What's Wrong with the United Nations and How to Fix it

Front Cover
Wiley, Oct 21, 2008 - Political Science - 292 pages
Six decades after its establishment, the United Nations and its system of related agencies and programs is perpetually in crisis. While World War I and World War II gave rise to ground-breaking efforts at international organization in 1919 and 1945, the UN today seems ill-equipped to deal with modern challenges to world order. Neither the end of the Cold War nor the aftermath of 9/11 has led to the creation of a “next generation” of multilateral institutions.

But what exactly is wrong with the UN, and how can we fix it? Is it possible to retrofit the world body? In this succinct and illuminating analysis, Thomas G. Weiss takes a diagnosis and cure approach to the world organization’s inherent difficulties. In the first half of the book, he considers: the problems of international leadership and decision making in a world of self-interested states; the diplomatic difficulties caused by the artificial divisions between the industrialized North and the global South; the structural problems of managing the UN’s many overlapping jurisdictions, agencies, and bodies; and the ever-demanding challenges of bureaucracy and leadership. The second half examines how to mitigate these maladies and points the way to a more ideal world in which the UN’s institutional ills might be “cured.” His remedies are not based on pious hopes of a miracle cure for the UN, but rather on specific and encouraging examples that could be replicated. With considered optimism and in contrast to received wisdom, Weiss contends that substantial change in intergovernmental institutions is plausible and possible.

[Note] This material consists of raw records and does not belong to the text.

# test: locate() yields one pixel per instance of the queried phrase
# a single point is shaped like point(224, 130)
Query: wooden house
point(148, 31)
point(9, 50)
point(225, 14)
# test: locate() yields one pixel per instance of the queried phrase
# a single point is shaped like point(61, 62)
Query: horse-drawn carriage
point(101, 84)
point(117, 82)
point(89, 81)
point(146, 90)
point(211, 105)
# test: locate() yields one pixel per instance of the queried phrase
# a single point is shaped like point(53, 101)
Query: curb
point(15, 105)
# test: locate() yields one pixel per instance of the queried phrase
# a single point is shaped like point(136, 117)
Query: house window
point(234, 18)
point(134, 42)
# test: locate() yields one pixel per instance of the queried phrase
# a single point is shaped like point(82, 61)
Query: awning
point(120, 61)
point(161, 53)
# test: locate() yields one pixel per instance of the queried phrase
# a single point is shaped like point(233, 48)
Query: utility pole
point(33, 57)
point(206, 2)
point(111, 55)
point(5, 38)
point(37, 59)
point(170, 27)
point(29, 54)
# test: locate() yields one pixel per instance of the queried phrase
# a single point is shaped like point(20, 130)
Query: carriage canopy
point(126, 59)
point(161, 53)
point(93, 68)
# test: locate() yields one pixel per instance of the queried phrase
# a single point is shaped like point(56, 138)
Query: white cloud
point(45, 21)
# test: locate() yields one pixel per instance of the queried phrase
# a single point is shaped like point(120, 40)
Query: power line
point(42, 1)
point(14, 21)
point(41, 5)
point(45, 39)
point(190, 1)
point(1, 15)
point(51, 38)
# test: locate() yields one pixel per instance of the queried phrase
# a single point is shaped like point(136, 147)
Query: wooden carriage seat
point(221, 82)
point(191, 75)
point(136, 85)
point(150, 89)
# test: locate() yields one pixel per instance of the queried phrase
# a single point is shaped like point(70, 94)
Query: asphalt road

This indispensable book will spark debate amongst students, scholars, and policy-makers concerned with international politics, as well as anyone genuinely interested in the future of the United Nations and international cooperation.

About the author (2008)

Thomas G Weiss is Presidential Professor at The CUNY Graduate Center and Director of the Ralph Bunche Institute for International Studies, where he is co-director of the United Nations Intellectual History Project. He has written or edited some 35 books and over 100 articles about multilateral approaches to international peace and security, humanitarian action, and sustainable development.